I’ve setup tensorRT to work on my yolov3 model where I’m running inference on each frame of a video stream. When I run with a single video stream and process each frame one at at time, I notice that the tensorRT version of the model gets a solid speedup over the regular model (going from 43 fps to 57 fps). However, when I try to process frames from larger batch sizes, like 5 different videos (and batch together 1 frame from each video into a batch size of 5), I don’t see any speedup with tensorRT.
I’m trying to understand why I see a speedup with batch size of 1 vs a batch size of 5. Any ideas why this might be happening or what I can look into for improving batch performance? I’m running with float 32 but would still expect a speedup for larger batch sizes for the tensorRT model.

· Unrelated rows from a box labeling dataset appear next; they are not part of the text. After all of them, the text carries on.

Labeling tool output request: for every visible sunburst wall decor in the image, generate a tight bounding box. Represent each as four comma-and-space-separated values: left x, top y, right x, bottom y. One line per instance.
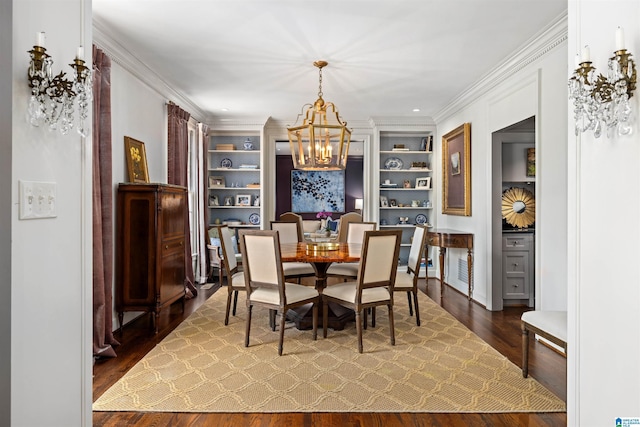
502, 187, 536, 228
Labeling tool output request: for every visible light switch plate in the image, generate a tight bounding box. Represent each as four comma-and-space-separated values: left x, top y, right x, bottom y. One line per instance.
18, 181, 57, 219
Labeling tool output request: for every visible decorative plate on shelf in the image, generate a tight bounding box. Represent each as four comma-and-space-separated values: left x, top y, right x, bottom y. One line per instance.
384, 157, 404, 170
249, 212, 260, 225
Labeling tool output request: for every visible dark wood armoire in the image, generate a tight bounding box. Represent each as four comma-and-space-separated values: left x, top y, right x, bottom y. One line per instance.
115, 183, 187, 333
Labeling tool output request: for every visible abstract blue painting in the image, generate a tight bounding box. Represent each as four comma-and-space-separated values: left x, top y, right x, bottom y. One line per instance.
291, 170, 344, 213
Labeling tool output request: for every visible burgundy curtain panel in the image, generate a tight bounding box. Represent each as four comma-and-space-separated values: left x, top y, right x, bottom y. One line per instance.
92, 46, 119, 357
167, 102, 198, 297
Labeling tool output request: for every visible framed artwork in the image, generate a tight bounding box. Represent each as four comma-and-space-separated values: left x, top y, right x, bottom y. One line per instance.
124, 136, 149, 182
442, 123, 471, 216
451, 151, 460, 175
291, 170, 345, 213
527, 148, 536, 176
209, 176, 226, 188
416, 176, 431, 190
236, 194, 251, 206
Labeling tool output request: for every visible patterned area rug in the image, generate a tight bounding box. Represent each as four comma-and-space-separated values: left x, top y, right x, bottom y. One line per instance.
93, 289, 566, 413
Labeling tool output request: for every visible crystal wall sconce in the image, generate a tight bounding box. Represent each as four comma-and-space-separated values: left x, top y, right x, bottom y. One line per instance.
28, 32, 92, 136
569, 27, 636, 138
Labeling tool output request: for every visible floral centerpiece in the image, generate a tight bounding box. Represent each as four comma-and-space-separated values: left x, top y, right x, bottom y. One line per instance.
316, 211, 331, 234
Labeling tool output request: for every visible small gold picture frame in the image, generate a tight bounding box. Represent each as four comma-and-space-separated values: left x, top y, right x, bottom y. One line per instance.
124, 136, 149, 182
236, 194, 251, 206
209, 176, 226, 188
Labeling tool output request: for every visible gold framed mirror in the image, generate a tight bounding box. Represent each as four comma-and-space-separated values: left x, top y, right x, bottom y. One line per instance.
502, 187, 536, 228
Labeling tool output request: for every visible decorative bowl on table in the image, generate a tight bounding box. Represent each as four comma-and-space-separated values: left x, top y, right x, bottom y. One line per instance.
307, 242, 340, 252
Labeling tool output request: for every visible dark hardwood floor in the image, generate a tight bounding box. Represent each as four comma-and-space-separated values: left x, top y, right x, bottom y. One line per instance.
93, 279, 567, 427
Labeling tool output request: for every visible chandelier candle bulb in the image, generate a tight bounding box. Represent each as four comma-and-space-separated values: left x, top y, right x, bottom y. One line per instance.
36, 31, 44, 47
581, 46, 591, 62
616, 27, 624, 50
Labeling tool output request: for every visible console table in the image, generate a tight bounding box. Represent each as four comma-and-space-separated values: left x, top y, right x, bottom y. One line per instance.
427, 228, 473, 300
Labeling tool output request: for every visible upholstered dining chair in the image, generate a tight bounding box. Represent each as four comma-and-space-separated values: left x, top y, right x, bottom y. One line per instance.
215, 225, 246, 325
322, 230, 402, 353
271, 221, 316, 283
240, 230, 320, 356
338, 212, 364, 243
371, 225, 427, 326
327, 222, 376, 281
393, 224, 427, 326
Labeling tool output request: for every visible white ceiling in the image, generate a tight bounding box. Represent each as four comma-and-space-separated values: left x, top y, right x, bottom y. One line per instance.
93, 0, 567, 124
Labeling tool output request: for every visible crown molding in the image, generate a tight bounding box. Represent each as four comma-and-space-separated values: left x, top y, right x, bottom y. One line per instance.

Here is an outline of my steps for creating and running the tensorRT engine:
- Export yolo model to onnx using
torch.onnx.exportwith the dynamic batches param
- Convert onnx to tensorRT engine
- parse onnx model
- create a single optimization profile for a specific batch size:
profile.set_shape(inp.name, min=(batch_size, *shape), opt=(batch_size, *shape), max=(batch_size, *shape))
- build engine
- Load the tensorRT engine + context
- select the right tensorRT engine based on input batch size to inference function
- Set the binding shape:
context.set_binding_shape(0, (BATCH_SIZE, 3, IMAGE_SIZE))
- Set the optimization profile:
context.active_optimization_profile = 0
Not sure if there’s anything else I should be doing but these steps seem to be fine for handling inference with larger batch sizes. I’m running this on the latest TensorRT 7 version with EXPLICIT_BATCH parameter set (seems like this is required) but I do have a dynamic shape for the batch size.
Is there anything I’m missing or worth trying to determine why this is happening?